The Life & Death of Alexander Litvinenko
Anthony Bolton
FRI 26 NOV
Exiled and living in London, former FSB officer Alexander Litvinenko becomes Putin’s most ebullient and needling critic. He learns that his former colleagues are using his face for target practice; a law is passed that allows Russian traitors to be killed anywhere in the world.
Just a few months later – in November 2006 – Litvinenko is poisoned with radioactive Polonium-210.
Alexander Litvinenko was a man who solved his own murder.
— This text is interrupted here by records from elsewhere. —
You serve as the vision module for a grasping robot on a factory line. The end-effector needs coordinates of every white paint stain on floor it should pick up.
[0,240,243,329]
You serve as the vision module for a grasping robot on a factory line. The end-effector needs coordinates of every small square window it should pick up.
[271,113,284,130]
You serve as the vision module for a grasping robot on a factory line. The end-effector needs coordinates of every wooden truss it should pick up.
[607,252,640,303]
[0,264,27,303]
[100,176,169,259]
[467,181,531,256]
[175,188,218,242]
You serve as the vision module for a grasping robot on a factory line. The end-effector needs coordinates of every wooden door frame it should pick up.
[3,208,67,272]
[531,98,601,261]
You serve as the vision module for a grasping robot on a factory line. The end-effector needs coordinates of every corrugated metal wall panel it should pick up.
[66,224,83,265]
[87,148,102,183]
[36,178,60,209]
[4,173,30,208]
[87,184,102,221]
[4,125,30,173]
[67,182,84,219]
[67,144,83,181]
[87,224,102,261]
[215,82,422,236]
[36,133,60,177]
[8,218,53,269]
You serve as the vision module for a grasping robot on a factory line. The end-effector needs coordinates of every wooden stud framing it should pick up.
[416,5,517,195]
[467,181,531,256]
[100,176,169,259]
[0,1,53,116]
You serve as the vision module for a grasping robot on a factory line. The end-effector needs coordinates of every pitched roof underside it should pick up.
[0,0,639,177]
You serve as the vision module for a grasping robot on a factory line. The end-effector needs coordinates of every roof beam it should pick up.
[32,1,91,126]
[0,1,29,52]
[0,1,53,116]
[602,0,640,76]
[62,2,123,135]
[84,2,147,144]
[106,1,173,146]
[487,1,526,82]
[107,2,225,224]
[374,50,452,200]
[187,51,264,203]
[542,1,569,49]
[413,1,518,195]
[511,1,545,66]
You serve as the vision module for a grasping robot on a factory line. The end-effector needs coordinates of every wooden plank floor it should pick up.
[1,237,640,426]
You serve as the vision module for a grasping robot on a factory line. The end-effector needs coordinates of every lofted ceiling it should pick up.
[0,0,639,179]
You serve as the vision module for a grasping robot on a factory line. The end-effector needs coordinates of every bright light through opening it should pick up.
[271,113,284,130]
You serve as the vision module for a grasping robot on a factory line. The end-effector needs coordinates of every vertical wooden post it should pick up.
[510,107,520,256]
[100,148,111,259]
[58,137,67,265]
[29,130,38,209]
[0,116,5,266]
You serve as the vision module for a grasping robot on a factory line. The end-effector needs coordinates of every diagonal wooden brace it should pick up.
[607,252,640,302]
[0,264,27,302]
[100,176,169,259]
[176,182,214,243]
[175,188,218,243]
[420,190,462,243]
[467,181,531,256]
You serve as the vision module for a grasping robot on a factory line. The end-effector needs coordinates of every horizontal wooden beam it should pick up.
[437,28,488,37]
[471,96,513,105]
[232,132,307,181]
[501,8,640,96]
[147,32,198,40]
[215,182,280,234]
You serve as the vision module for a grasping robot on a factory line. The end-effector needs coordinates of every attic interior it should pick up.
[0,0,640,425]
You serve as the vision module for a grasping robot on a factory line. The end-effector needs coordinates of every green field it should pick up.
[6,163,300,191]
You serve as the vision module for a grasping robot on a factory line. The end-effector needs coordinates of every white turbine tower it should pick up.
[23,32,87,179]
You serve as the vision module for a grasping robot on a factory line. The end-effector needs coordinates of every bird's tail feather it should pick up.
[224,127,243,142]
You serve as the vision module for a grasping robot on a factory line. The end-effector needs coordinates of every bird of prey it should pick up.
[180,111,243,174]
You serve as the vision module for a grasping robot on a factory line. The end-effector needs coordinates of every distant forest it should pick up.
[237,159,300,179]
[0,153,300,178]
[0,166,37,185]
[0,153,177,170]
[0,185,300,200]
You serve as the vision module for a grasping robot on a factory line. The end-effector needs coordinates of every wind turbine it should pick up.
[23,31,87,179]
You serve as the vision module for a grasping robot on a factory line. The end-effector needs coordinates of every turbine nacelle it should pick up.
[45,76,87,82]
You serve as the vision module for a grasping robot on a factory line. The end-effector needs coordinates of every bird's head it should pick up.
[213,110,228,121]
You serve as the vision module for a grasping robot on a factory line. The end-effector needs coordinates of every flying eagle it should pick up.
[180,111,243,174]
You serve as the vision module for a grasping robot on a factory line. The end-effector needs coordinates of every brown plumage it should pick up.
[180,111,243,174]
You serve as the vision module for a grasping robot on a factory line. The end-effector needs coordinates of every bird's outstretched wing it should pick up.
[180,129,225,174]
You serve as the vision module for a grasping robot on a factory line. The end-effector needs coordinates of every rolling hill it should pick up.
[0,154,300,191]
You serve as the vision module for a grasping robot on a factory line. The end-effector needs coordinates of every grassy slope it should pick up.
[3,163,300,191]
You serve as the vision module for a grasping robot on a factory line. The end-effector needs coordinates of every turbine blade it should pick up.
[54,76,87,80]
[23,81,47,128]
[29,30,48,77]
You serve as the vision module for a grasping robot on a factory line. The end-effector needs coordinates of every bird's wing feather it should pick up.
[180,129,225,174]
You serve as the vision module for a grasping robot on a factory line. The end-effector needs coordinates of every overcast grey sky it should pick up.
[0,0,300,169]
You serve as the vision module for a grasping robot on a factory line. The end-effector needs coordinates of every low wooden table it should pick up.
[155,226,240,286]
As he lay dying, he worked with Scotland Yard detectives, and tracked the lethal dose to his former colleague – and football fan – Andrei Lugovoy.
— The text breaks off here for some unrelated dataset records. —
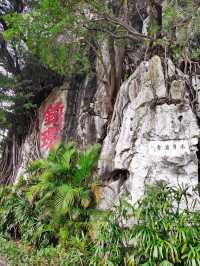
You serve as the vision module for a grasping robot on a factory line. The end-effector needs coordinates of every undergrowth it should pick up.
[0,144,200,266]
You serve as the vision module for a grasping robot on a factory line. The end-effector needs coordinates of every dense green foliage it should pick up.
[0,149,200,266]
[0,144,99,247]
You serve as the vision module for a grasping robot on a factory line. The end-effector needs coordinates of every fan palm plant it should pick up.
[26,143,100,246]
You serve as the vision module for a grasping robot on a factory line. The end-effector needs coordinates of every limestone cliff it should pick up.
[15,56,200,208]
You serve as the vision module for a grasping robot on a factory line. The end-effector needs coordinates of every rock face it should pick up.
[14,56,200,208]
[99,56,200,207]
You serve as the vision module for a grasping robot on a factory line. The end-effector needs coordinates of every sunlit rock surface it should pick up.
[99,56,200,208]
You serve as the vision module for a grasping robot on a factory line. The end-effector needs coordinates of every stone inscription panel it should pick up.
[149,140,190,157]
[40,101,64,150]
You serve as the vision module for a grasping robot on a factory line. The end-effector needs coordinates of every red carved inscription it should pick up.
[40,102,64,150]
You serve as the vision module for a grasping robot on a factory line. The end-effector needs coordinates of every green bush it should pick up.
[0,144,99,247]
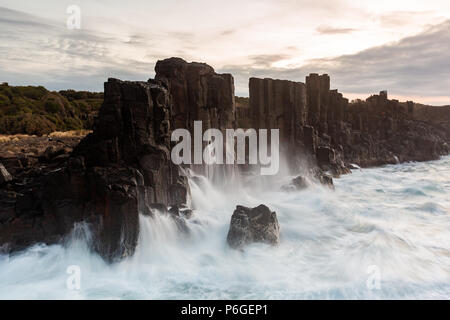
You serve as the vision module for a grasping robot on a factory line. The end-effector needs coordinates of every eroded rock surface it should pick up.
[0,79,189,261]
[227,204,280,249]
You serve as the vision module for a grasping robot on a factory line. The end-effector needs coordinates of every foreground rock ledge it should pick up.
[0,79,189,261]
[227,204,280,249]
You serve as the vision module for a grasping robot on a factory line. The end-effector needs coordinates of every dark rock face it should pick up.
[0,79,189,261]
[227,204,280,249]
[250,74,450,172]
[155,58,235,132]
[0,163,12,185]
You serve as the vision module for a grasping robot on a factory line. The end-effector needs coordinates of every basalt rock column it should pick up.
[0,79,189,261]
[155,58,236,182]
[249,78,307,169]
[155,58,235,132]
[306,73,330,133]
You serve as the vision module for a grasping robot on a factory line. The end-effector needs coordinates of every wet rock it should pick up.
[281,176,309,191]
[0,163,12,185]
[0,79,189,261]
[155,58,236,133]
[227,204,280,249]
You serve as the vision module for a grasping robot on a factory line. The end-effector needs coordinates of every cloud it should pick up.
[316,26,356,34]
[221,20,450,104]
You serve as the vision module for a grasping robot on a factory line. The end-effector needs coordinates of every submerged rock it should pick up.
[227,204,280,249]
[0,163,12,185]
[281,176,310,192]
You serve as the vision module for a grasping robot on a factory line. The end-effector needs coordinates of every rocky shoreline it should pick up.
[0,58,450,261]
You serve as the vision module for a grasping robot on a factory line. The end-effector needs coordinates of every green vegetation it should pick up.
[0,83,103,135]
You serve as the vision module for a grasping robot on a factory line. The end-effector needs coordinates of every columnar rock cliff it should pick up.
[244,74,450,175]
[0,58,450,261]
[155,58,235,132]
[0,79,189,260]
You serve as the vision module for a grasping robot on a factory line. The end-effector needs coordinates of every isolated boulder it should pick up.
[0,163,12,184]
[227,204,280,249]
[281,176,309,191]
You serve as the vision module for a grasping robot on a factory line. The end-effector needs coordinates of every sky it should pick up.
[0,0,450,105]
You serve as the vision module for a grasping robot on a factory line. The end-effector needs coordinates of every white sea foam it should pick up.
[0,157,450,299]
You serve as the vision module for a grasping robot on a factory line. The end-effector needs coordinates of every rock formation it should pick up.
[246,74,450,176]
[0,58,450,261]
[0,79,189,261]
[0,163,12,185]
[155,58,235,132]
[227,204,280,249]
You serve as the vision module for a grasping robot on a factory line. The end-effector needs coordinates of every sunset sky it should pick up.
[0,0,450,105]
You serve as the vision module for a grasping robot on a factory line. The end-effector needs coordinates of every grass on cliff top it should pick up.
[0,83,103,135]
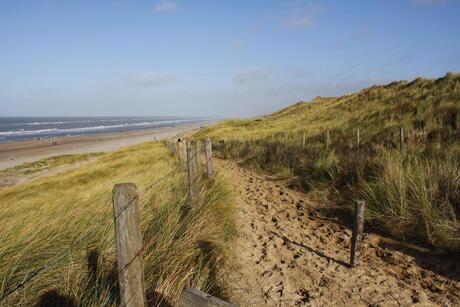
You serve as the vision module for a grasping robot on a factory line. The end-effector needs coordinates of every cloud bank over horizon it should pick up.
[0,0,460,117]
This real-life story is told through a series of flashbacks and flash-forwards covering events in Russia that lead Litvinenko to seek exile and his family’s life in Muswell Hill. Extensive use is made of historic film footage.
An opera in two acts
Sung in English
Music: Anthony Bolton (b. 7 March 1950)
Libretto: Kit Hesketh-Harvey (b. 30 April 1957)
World première: 15 July 2021
Cast
Alexander Litvinenko: Adrian Dwyer
Marina Litvinenko: Rebecca Bottone
Boris Berezovsky: Stephan Loges
Head of KGB: James Laing
Anna Politkovskaya: Olivia Ray
Andrei Lugovoy: Edmund Danon
Male 1 Joseph Buckmaster
Male 2 John Ieuan Jones
Male 3 Phil Wilcox
Creatives
Conductor: Stephen Barlow
Director: Stephen Medcalf
Designer: Jamie Vartan
Video design: Will Duke
Movement: Lynne Hockney
Lighting Designer: John Bishop
Synopsis
Act 1
Prologue: the chorus sings about polonium; Sasha (Alexander Litvinenko) delivers his famous deathbed speech.
It is six years since their arrival in the UK. Sasha and Marina recall their first meeting and his time with the FSB. In October 2002, a mass hostage-taking at Moscow’s Dubrovka Theatre is staged by the FSB to spread anti-Chechen feeling. Journalist Anna Politkovskaya helps negotiate with the terrorists.
There is an attempt to blow up oligarch Boris Berezovsky’s car; Sasha saves him from subsequent arrest.
Sasha is sent to Chechnya to help wipe out terrorist resistance. Poorly-clothed Russian troops have inadequate equipment whilst Russian generals prove ineffective and are drunk for much of the time. Having seen the sincerity of the young Chechen fighters, Sasha returns to Moscow a changed man.
When asked to assassinate Boris Berezovsky, Sasha refuses. He makes a video criticising the FSB and highlighting the endemic corruption. It is shown on Russian TV and Sasha is imprisoned. He realises Russia is no longer safe for him. He must flee abroad.
Act 2
As thanks for sparing his life, Boris Berezovsky helps Sasha’s family escape Russia and bankrolls them in London. Boris hosts his 60th birthday party at Blenheim Palace and Sasha runs into an old colleague, Andrei Lugovoy. They decide to set up in business; Sasha does not realise Lugovoy still works for the FSB.
Putin passes a law that Russian traitors can be killed anywhere in the world.
Journalist Anna Politkovskaya visits the Litvinenkos in Muswell Hill and tells Marina about her experiences in Chechnya. She delivers chilling news: the FSB is using an image of Sasha’s face for target practice.
The Litvinenko’s hear that Anna has been murdered outside her Moscow apartment on Putin’s birthday.
On the pretext of attending a football match, Lugovoy arrives in London. He meets up with Sasha and offers him tea laced with Polonium. Sasha declines at first but, dropping his guard, he drinks. That evening he feels ill. It takes time for the highly toxic Polonium to be identified. It emits alpha radiation that leaves a trail back to the closed city of Sarov in Russia.
We flashback to the meeting with the Head of the FSB at which Sasha sets out FSB corruption.
Sasha is in hospital. On his deathbed he blames Putin but believes that Russia will rise again. He dies. Marina sings a final lament to the accompaniment of a Russian Orthodox funeral prayer.